Figure 1. Schematic diagram of the set up used in both experiment 1 and 2. Testing was conducted in a sound attenuated booth.
Experimental tasks
Each experiment consisted of three acoustic oddball tasks with different stimuli (tones, speech tokens, and odd-even numbers). In each task, participants completed 240 trials where they were presented with an acoustic “standard” or “target” stimulus. Their task was to respond as soon as they heard the target stimulus by pressing a button on the response pad with their right thumb. Standard and target stimuli were presented on 80% (192) and 20% (48) of trials, respectively, and trials were presented pseudo-randomly such that a target stimulus would not be presented on two consecutive trials. All stimuli were presented in free-field at a calibrated intensity of 55–60 dB SPL using EDIFIER M1250 Multimedia Speakers, with an inter-stimulus interval of 1,800 ms. Cogent 2000 and Psychtoolbox-3 functions in MATLAB were used to control the experiment. Reaction time was the time of button press relative to stimulus onset.

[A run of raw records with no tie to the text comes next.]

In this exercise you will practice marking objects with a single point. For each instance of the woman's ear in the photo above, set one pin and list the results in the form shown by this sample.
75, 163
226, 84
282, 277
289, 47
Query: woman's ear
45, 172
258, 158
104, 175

The pure tone and speech-token tasks each consisted of two stimuli and the odd-even numbers task consisted of eight stimuli. In the pure tone task, 1 and 2 kHz pure tones were used. In the speech-token task, synthesized/ba/and/da/sounds were used. These speech-tokens were obtained from National Acoustic Laboratories (NAL) and were first used by Johnson et al. (2008). In the odd-even numbers task, the pre-recorded numbers 1, 2, 3, 4, 5, 6, 8, and 9 were used. The number seven was omitted because it contains two syllables. The eight numbers were grouped into odd numbers (1, 3, 5, 9) and even numbers (2, 4, 6, 8), creating two different stimuli groups. The target stimuli for each of the three tasks was counterbalanced amongst participants. As such, participants were instructed to respond to either 1 or 2 kHz for the pure-tone task, either/ba/or/da/for the speech-token task and either odd or even numbers for the odd-even number task. Participants who completed both experiment one and two were not given the same target stimuli between experiments one and two. This was done to account for any learning effects.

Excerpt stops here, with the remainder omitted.